The question many people are asking themselves is whether whistleblower Edward Snowden is a criminal or a hero. I personally believe that the citizens of the United States deserve to know the truth, which is that their privacy has been invaded by various security networks associated with the U.S. government. If it were a matter of national security, and due process were followed, then yes, Uncle Sam should be able to obtain needed information with a court order. Even if due process were not followed, say in the case of a ticking bomb where time is of the essence and lives are on the line, an intrusion into one’s privacy could be excused. Yet these scenarios are a far cry from what our own government has been up to.
Right now, the central question seems to be whether our right to know about domestic espionage trumps the right of intelligence agencies to maintain secrecy in their work protecting the nation.
Has Edward Snowden gone too far, or has he created a turning point in cyber and national security, opened our eyes and ears, and moved us in the direction of protecting our privacy interests? The answer is directly linked to the scope of the information that the NSA is collecting. Did they really need to capture that conversation you had with your grandma last night? Are we more secure now that the federal government knows that Nana decided to add chocolate chips to her oatmeal cookies instead of raisins?
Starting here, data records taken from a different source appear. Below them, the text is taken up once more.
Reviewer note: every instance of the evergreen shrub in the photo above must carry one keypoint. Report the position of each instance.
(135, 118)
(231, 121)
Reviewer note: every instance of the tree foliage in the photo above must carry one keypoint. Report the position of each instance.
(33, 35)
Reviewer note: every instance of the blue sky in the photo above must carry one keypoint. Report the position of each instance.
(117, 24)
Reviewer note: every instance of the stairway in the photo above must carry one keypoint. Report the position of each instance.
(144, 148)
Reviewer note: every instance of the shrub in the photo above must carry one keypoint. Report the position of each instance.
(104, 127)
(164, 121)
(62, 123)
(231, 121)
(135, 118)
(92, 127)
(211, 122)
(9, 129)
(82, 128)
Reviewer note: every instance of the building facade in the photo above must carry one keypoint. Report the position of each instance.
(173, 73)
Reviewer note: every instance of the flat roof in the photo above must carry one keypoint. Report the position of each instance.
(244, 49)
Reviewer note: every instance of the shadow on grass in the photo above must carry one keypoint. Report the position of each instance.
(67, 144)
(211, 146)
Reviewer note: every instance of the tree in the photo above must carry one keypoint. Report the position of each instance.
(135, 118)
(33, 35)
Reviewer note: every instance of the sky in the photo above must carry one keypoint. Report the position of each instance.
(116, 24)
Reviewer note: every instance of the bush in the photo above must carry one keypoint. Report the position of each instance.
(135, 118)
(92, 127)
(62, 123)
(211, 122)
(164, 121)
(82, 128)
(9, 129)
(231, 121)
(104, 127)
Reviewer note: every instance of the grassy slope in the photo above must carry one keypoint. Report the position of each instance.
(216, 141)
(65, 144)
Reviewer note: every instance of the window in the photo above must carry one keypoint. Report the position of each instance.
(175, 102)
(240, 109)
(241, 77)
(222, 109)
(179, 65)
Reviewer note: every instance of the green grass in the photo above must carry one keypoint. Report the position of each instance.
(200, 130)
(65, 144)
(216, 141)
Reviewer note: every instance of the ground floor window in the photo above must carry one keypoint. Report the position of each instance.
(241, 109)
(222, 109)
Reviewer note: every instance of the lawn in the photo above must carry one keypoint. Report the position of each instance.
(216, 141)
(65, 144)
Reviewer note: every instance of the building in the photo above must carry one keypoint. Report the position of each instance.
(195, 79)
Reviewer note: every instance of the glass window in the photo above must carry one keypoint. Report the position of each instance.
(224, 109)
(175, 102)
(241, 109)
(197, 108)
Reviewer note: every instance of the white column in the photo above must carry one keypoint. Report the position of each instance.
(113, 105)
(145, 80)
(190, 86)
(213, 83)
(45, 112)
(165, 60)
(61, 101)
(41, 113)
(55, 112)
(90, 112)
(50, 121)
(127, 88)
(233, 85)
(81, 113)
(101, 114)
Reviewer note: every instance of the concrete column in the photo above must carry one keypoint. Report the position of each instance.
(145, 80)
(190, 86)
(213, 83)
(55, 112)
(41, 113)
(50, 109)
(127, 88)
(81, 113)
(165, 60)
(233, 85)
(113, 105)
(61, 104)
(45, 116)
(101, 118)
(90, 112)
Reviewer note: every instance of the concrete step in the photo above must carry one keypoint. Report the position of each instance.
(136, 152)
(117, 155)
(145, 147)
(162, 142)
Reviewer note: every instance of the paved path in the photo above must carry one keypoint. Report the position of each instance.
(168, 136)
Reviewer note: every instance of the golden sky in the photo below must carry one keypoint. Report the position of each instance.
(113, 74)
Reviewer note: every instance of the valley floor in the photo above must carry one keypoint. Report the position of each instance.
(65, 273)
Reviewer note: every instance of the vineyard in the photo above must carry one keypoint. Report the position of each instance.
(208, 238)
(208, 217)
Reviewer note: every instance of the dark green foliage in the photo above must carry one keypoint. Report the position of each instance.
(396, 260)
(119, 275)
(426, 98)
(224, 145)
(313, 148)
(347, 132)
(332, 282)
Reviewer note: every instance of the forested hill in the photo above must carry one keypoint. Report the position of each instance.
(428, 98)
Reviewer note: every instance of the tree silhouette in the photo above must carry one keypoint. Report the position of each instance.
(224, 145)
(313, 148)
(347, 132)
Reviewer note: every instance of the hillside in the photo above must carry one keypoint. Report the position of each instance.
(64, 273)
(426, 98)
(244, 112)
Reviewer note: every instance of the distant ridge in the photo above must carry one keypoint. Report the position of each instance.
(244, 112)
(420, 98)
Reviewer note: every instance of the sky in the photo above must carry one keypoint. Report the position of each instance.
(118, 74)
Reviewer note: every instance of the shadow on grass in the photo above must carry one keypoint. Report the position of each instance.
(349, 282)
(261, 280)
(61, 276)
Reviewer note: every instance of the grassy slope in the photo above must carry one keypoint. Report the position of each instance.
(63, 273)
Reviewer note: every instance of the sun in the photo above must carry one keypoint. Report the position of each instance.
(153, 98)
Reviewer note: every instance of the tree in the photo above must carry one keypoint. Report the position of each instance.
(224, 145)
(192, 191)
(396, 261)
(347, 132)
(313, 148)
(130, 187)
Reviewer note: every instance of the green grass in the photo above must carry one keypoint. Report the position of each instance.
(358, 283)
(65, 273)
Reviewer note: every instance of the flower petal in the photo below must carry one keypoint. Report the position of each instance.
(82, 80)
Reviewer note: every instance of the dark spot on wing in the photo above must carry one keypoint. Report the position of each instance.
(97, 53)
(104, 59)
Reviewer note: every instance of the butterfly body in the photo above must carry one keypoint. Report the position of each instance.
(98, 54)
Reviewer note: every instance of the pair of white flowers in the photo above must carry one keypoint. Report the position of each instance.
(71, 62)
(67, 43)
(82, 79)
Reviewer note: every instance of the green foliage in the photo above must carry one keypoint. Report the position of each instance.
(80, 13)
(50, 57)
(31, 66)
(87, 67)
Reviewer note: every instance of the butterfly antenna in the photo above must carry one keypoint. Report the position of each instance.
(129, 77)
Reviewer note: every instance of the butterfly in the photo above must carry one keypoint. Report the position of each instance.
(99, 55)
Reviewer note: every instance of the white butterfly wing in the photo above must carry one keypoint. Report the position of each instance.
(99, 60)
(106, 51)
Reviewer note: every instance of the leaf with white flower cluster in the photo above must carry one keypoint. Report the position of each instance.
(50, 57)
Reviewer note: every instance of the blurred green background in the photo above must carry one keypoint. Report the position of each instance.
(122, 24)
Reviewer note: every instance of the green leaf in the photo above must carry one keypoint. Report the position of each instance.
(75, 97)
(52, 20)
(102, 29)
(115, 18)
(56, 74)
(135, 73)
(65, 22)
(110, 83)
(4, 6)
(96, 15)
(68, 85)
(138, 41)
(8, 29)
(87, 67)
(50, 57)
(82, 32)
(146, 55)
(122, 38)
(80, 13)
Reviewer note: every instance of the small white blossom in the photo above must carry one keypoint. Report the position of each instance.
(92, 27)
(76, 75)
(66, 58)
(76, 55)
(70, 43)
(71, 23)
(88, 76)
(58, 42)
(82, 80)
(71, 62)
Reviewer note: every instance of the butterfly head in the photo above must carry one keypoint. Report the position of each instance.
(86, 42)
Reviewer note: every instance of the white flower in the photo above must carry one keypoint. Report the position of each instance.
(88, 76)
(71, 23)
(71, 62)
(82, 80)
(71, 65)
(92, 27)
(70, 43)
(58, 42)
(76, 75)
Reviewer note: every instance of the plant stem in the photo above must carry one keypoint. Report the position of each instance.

And what about spying on America’s allies like the German Chancellor or the Brazilian president? Yes, everyone knows that all countries spy, but best not get caught doing it to your friends – especially during peacetime. Worse still, the U.S. was spying on tens of millions of European Union citizens without cause. Those are really the key words to the whole Snowden affair, and why he’s attaining hero status in the U.S.: without cause. The NSA wasn’t caught spying on people whom it had cause to suspect of jeopardizing national security. They were caught spying on all of us, every day.
What Edward Snowden has done is commendable, and organizations such as the NSA need to be supervised. As a nation, we need to thank Snowden for standing up on our behalf and demanding justice. The United States has crossed a constitutional line by listening in to our conversations. We should not have to think that every time we speak on the phone there is someone or some computer on the other end eavesdropping on us. I’m sure that some of these programs have been put in place to protect civilians, but listening in on everyone including the governments and citizens of United States really crosses the line.
Edward Snowden should be protected by the public. He is now trying to extend his visa in Russia, and I really hope he manages to do so. We need more people like Snowden to speak out and tell the public the truth that they deserve to hear. Snowden and others like him need to be protected, not punished. It’s up to the officials the public has elected to stop these intrusive programs and protect those that have raised them to the surface for all to see.